Regis Debray affirms that mediology would like to bring to light the function of medium in all of its forms, over a long time span (since the birth of writing), and without becoming obsessed by today´s media (1).  He also asserts that cultures are constituted by synchronic communication through the transmission of history in an interrelated web of cultural, political, and economic factors making the medium an embedded part of our social value system (Irvine 23).  Interestingly enough Bruno Latour refutes Heidegger’s idea that:  “Technology is entirely unique, insuperable, omnipresent, superior, a monster born in our midst” (30).  Heidegger´s idea, strongly influenced by the romantic period, regards technology as a product of a deviant, that is to say a product of something outside culture.  If we look at Mary Shelley´s novel Frankenstein and its later filmic adaptations, we encounter the first cyborg, half human and half technological.  His appearance incarnated the intromission of electric power into a constructed human being composed of pieces of other dead human bodies.  Rapidly, Frankenstein was regarded as a monster.

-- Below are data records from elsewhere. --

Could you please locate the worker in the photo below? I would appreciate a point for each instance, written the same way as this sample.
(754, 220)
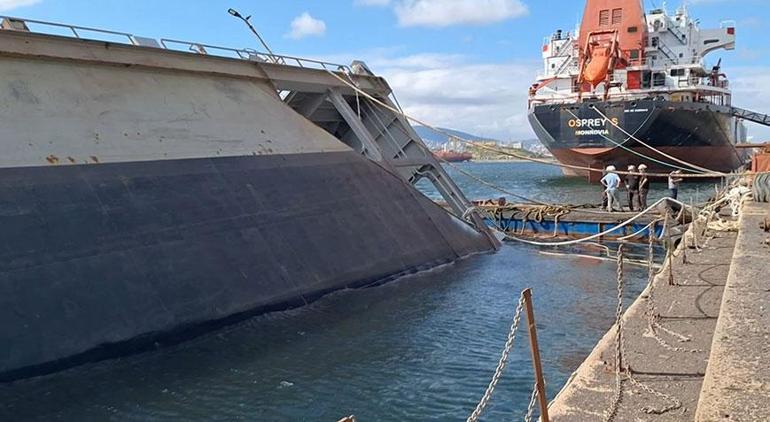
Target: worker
(674, 179)
(644, 186)
(611, 183)
(632, 186)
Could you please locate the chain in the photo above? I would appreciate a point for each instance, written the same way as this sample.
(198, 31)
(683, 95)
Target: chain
(613, 409)
(621, 367)
(531, 407)
(500, 365)
(653, 319)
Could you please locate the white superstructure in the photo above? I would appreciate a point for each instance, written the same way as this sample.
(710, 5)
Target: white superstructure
(671, 64)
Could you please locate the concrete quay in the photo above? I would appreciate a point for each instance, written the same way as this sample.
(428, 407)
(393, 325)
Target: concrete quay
(718, 369)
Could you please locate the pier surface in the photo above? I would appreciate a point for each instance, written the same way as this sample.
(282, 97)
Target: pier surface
(720, 372)
(737, 384)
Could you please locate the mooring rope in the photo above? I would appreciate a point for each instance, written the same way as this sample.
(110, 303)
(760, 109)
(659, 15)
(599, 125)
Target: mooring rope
(691, 165)
(379, 102)
(597, 235)
(622, 367)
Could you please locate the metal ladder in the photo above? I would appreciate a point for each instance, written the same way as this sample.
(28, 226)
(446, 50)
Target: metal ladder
(752, 116)
(677, 33)
(663, 48)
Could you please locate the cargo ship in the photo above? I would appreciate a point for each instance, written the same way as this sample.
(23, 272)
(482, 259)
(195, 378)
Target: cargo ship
(154, 189)
(453, 156)
(629, 87)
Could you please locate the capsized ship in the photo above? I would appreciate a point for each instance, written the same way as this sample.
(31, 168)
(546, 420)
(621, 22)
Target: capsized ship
(627, 76)
(154, 189)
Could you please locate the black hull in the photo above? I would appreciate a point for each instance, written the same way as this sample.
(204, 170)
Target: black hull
(701, 134)
(109, 259)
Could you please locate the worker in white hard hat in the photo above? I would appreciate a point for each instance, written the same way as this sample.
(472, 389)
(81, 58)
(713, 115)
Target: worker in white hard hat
(674, 179)
(611, 183)
(632, 187)
(644, 186)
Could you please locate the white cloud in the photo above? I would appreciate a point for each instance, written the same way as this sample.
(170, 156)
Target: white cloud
(457, 92)
(442, 13)
(305, 25)
(751, 90)
(6, 5)
(371, 2)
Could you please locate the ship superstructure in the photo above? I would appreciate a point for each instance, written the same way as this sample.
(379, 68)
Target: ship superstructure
(625, 76)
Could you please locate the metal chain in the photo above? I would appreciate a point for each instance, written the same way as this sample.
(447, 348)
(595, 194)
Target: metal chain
(622, 368)
(500, 365)
(531, 407)
(613, 409)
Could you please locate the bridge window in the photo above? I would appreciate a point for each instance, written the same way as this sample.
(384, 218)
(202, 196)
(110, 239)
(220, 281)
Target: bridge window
(617, 16)
(604, 17)
(658, 79)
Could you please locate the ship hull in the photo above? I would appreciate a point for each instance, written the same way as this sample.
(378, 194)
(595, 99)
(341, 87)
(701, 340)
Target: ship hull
(700, 134)
(147, 196)
(103, 260)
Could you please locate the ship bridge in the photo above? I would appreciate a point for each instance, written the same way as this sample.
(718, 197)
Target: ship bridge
(320, 91)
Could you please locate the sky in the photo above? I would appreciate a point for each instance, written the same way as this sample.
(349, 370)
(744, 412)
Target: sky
(462, 64)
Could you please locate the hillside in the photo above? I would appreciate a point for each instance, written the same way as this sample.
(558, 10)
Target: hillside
(434, 139)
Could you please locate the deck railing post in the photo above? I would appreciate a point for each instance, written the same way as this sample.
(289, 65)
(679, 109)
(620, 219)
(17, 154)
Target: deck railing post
(536, 364)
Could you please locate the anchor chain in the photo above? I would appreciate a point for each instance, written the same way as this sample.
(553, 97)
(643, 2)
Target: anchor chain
(531, 407)
(622, 368)
(474, 417)
(653, 319)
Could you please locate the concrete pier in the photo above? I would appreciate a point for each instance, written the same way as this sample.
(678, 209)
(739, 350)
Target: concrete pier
(720, 371)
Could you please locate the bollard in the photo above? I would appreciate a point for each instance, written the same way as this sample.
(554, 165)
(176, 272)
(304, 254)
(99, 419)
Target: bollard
(536, 364)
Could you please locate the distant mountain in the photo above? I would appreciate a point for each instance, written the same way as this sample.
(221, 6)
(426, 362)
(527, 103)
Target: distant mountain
(434, 139)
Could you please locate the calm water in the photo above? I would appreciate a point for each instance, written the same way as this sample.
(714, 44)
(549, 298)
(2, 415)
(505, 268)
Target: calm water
(420, 348)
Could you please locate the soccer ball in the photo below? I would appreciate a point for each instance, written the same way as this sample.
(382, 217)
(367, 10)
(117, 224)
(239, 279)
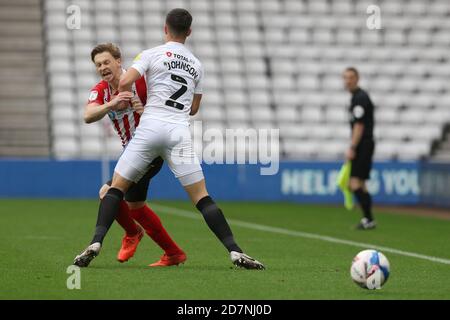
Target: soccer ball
(370, 269)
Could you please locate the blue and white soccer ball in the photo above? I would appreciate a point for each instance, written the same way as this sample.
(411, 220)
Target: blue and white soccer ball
(370, 269)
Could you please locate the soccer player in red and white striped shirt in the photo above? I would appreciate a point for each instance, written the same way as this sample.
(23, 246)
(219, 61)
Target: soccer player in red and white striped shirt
(124, 109)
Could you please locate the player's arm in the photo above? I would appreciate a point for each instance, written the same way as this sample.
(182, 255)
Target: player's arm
(127, 79)
(198, 93)
(93, 111)
(195, 104)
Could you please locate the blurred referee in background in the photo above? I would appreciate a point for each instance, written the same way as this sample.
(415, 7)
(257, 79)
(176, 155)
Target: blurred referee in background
(362, 145)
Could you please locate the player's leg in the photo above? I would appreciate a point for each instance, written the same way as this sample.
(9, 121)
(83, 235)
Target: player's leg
(361, 167)
(150, 221)
(185, 165)
(107, 213)
(130, 168)
(123, 218)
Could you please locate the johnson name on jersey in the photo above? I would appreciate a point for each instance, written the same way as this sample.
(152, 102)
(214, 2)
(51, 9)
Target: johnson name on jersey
(173, 76)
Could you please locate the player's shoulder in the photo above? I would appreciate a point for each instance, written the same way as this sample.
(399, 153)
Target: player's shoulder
(361, 93)
(101, 85)
(360, 96)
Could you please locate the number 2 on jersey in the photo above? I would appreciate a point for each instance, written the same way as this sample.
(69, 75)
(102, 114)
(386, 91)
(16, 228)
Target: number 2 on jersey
(172, 102)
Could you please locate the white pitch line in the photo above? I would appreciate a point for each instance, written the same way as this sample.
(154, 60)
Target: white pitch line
(260, 227)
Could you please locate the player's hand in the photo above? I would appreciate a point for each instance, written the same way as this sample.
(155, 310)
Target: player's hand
(121, 101)
(350, 154)
(137, 105)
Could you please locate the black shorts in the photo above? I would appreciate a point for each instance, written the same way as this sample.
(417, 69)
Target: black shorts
(138, 192)
(362, 164)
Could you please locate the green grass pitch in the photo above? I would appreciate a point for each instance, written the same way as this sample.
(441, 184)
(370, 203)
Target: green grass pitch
(39, 239)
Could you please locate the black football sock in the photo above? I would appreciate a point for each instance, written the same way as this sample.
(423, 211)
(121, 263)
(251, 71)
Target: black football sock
(365, 201)
(217, 223)
(107, 213)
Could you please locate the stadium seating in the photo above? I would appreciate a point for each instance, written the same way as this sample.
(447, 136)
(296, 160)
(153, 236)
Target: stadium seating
(23, 106)
(271, 63)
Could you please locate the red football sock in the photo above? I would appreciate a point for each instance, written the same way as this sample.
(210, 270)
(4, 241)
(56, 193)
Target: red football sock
(154, 228)
(126, 221)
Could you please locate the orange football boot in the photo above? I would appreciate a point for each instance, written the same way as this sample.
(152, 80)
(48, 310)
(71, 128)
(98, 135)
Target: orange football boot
(129, 246)
(172, 260)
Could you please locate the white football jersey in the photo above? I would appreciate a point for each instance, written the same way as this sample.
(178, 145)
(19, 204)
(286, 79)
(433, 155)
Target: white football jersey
(173, 76)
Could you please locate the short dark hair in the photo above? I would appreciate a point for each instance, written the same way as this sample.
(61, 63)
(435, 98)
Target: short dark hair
(354, 70)
(106, 47)
(179, 21)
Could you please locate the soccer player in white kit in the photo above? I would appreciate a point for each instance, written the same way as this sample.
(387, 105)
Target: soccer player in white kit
(174, 89)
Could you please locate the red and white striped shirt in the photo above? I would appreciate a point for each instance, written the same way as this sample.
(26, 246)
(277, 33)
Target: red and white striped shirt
(125, 121)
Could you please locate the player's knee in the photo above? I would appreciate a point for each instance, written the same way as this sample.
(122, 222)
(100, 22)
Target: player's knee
(136, 205)
(355, 184)
(103, 190)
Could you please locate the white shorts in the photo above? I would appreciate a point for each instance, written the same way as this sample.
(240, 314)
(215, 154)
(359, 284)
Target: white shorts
(155, 138)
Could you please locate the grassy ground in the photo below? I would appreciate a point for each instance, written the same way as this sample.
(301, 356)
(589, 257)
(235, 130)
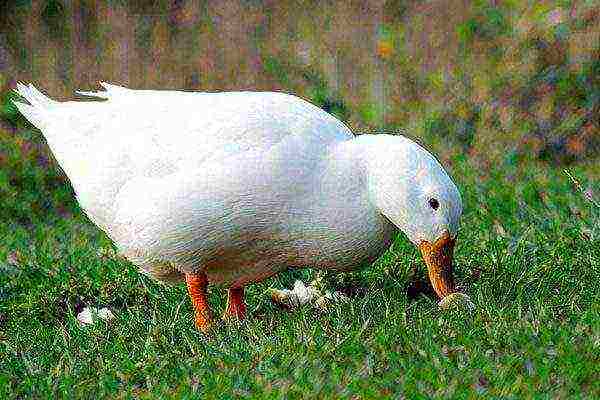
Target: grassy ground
(529, 256)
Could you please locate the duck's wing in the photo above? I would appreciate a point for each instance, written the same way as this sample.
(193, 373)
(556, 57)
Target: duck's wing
(131, 134)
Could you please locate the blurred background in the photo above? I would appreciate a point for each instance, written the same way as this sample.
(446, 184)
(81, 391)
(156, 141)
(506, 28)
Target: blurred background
(493, 85)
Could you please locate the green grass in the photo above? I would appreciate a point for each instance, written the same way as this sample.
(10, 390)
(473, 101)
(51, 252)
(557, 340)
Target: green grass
(528, 255)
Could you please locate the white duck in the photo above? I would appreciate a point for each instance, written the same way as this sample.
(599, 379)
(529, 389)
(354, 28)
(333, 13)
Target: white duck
(234, 187)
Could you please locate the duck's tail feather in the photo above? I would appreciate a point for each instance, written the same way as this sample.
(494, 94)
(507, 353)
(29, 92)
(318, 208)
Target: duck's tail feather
(38, 107)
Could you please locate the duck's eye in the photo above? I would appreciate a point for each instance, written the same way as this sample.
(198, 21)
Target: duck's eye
(433, 203)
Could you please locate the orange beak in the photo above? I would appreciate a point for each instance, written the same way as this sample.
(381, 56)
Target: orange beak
(438, 257)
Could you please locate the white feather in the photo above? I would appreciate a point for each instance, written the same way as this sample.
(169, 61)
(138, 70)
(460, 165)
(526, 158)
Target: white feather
(239, 184)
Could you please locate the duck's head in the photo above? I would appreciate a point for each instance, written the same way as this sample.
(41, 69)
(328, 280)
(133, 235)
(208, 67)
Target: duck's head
(411, 189)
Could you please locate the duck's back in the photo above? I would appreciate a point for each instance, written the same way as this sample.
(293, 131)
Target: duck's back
(137, 137)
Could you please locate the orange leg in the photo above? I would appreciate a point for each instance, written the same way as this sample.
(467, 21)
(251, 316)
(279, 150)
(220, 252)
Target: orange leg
(235, 304)
(196, 284)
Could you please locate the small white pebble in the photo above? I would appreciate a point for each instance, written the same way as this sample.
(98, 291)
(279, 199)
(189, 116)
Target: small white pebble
(302, 294)
(86, 316)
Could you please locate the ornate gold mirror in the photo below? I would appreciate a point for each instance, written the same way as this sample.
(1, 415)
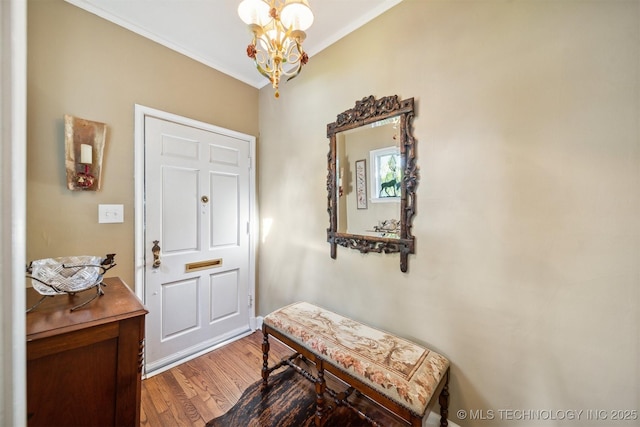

For English Victorian society monstrosity was often related to vampires and evil creatures that would endanger a human being´s integrity, especially that of women, as seen in many gothic novels of the time (a clear sign of the sexual repression exercised especially on women).  At the same time the construction of a parallel discourse of otherness would promote the deviation of certain cultural and social anxieties towards this threatening element reinforcing the established cultural and social norms.  Monstrosity as well as technologies are the agents that dismantle a set of cultural and social values acquired by society as reliable and dependable.

Latour affirms the first meaning of mediation is translation, understood as a means of displacement, drift, invention, and the creation of a link that did not exist before and, to same degree, modifies two elements or agents (32).  Using the example provided before, Frankenstein incarnated this displacement between what is human and what is technological thus modifying both.  In the effort of challenging the binaries built around input and output, society in opposition to technology, the action of examining both as interdependent to a larger network of distributed agency and meaning would challenge this dichotomy (Irvine 5).  By focusing on the relations and how these are implemented and distributed, the value deposited on a number of cultural, social, political, and religious constructions and discourses are challenged and put into question.  In order to continue to do so it is important to bring to light misattributed agency and causality for technology in order to disarticulate ideological discourses built around technology effects (Irvine 13).  The fear of technological effects and an interdisciplinary approach to humanism and science, between culture and technology, is based on external factors that promote a hierarchy and a monopoly in the act of mediation.  By exposing the multiple levels of distributed agency, meaning, and implementation, certain established discourses and institutions are called into question and forced to justify its positioning.

Works Cited

Debray, Régis. “What is Mediology?” Le Monde Diplomatique (1999): 32. Trans. Martin Irvine.

Irvine, Martin. “Intro to Mediology and Actor Network Theory: How to Hack Black Boxes.” Media Theory Communication, Culture, and Technology Department, Georgetown U, Feb. 2014. Web. 25 February 2014.

Latour, Bruno. “On Technical Mediation-Philosophy, Sociology, Genealogy.” Common Knowledge 3. 2 (1994): 29-64.